A Survey and Benchmarking of Spatial-Temporal Traffic Data Imputation Models
Shengnan Guo, Tonglong Wei, Yiheng Huang, Yan Lin, Zekai Shen, Yujuan Dong, Junliang Lin, Youfang Lin, Huaiyu Wan
TL;DR
This work identifies key gaps in spatial-temporal traffic data imputation, including a lack of taxonomy, benchmarking standards, and cross-scenario analyses. It proposes a practice-oriented taxonomy and a unified benchmarking pipeline that evaluates 11 representative models across four missing-patterns and multiple datasets, with attention to effectiveness, efficiency, and robustness. Comprehensive experiments on PEMS04, PEMS08, Seattle, and TW reveal that tensor-based and prior-informed methods (e.g., ImputeFormer, LATC, GCASTN) generally outperform alternatives, especially under challenging missing patterns and high missing rates. The results offer practical guidance for model design and selection in ITS, emphasizing the benefits of global patterns, prior knowledge, and scalable, efficient approaches for real-world deployment.
Abstract
Traffic data imputation is a critical preprocessing step in intelligent transportation systems, underpinning the reliability of downstream transportation services. Despite substantial progress in imputation models, model selection and development for practical applications remains challenging due to three key gaps: 1) the absence of a model taxonomy for traffic data imputation to trace the technological development and highlight their distinct features. 2) the lack of unified benchmarking pipeline for fair and reproducible model evaluation across standardized traffic datasets. 3) insufficient in-depth analysis that jointly compare models across multiple dimensions, including effectiveness, computational efficiency and robustness.
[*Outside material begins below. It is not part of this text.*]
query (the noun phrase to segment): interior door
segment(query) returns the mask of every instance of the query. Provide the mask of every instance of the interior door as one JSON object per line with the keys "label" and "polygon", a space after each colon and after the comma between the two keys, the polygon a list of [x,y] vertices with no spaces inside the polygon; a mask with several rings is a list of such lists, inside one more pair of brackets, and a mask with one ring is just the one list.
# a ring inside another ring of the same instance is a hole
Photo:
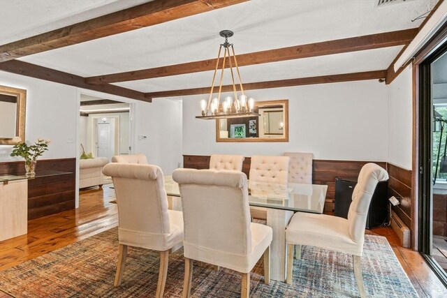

To this end, this paper proposes practice-oriented taxonomies for traffic data missing patterns and imputation models, systematically cataloging real-world traffic data loss scenarios and analyzing the characteristics of existing models. We further introduce a unified benchmarking pipeline to comprehensively evaluate 11 representative models across various missing patterns and rates, assessing overall performance, performance under challenging scenarios, computational efficiency, and providing visualizations. This work aims to provide a holistic perspective on traffic data imputation and to serve as a practical guideline for model selection and application in intelligent transportation systems.